There were people running around now, all types of people—looters and syndicate members and bounty hunters and police and just everybody—all running around and screaming and doing God-knows-what, and she sees him shut his eyes and grimace and open them back quickly.

She begins to walk to him, counts his breath as she approaches—one, two—and he closes his eyes again and opens them and she knows that he's watching her—three, four—and his eyes are shut once more and she's tempted to do the same because the sun is coming up now and it's damn bright—five, six—and she's there, looking down at him, squatting on the ground next to him, shoving a cigarette into his mouth and lighting it for him.

She says something about him needing one. He exhales and she's never been so grateful to hear something as simple and mundane as breath.

"He's dead. So you can rest easy for now. Or whatever," she says as she finds herself walking away from him, toward the stairs that she'd just spent a good half-hour climbing up. She's on auto-pilot, almost, but she makes herself walk slowly, and she's not sure why but she wants to stay. That's a new one, she thinks, since normally she would just leave without a second thought and she tells herself this as she begins her way down, because why should this be unlike any other time?

Because he came here to throw his life away! But it doesn't concern her, not really, since hasn't she wanted to die before?

"Faye." And with that, she stops, and with that stop, she realizes something. She doesn't say and she doesn't admit it to herself, but she turns around and walks back to him. He asks for a light and doesn't look at her, and she is only distantly aware that she's crying after all.
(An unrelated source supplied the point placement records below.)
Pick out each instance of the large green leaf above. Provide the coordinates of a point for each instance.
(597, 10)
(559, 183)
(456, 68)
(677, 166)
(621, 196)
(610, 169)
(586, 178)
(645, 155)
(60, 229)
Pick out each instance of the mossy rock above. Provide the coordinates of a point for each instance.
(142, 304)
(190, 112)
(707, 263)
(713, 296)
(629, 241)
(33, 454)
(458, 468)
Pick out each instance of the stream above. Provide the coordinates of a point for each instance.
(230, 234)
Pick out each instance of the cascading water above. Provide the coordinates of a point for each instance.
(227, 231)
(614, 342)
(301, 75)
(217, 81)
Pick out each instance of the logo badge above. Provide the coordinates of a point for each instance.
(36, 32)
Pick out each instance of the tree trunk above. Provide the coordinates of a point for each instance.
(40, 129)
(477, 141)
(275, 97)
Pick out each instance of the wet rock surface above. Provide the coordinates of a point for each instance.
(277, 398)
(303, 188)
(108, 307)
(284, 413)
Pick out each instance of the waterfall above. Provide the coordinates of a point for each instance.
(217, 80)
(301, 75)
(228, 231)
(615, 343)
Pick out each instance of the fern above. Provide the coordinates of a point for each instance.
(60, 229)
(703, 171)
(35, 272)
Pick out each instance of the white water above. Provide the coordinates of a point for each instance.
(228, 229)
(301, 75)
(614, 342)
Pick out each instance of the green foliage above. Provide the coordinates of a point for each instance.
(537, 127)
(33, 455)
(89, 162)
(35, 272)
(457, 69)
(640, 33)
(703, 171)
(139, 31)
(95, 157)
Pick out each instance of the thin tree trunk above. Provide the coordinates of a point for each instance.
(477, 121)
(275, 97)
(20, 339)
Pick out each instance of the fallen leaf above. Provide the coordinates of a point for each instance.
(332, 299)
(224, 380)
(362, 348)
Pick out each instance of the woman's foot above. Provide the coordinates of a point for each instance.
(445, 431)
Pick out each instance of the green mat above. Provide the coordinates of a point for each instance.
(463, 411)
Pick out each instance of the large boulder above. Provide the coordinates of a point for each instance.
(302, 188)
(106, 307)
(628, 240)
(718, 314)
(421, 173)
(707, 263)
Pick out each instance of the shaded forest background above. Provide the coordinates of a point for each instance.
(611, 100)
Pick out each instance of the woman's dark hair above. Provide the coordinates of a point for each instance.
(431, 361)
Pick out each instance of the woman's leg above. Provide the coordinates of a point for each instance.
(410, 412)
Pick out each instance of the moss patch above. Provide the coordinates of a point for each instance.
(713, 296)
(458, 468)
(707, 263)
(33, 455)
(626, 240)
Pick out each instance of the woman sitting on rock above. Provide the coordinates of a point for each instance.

She doesn't say anything she wants to; only tosses her whole pack—only three left—and her Zippo lighter into his lap. "There. That should be enough till you manage to get back on the Bebop."

And, all slowness gone, she makes her grand exit, something she's always been good at.

When she gets back on the Bebop, she remembers to set out some painkillers and water for him, next to the ashtray so he'd be sure to find them. She hears when they bring him in, because he cusses a lot and the syndicate kid is full of apologies. She waits a minute and then walks in, making a grand entrance because that's something else that she's always been good at. She doesn't sit so much as she alights on the chair, right on the edge, and she steals back a cigarette and smoke quietly, watching him from the very corner of her eyes. It's quiet, which is annoying, but she doesn't say anything at all, just stares and stares and stares, leaving it all up to him.

But he seems like he's in a different world, at a different time and place. Like always. She isn't in the least surprised. So is she. She's back on the stairs when he stopped her and she realized that she was his, even if it wouldn't ever matter to him. She's back in the hall when she emptied her chamber—Bang, Bang, Bang, Bang, Bang.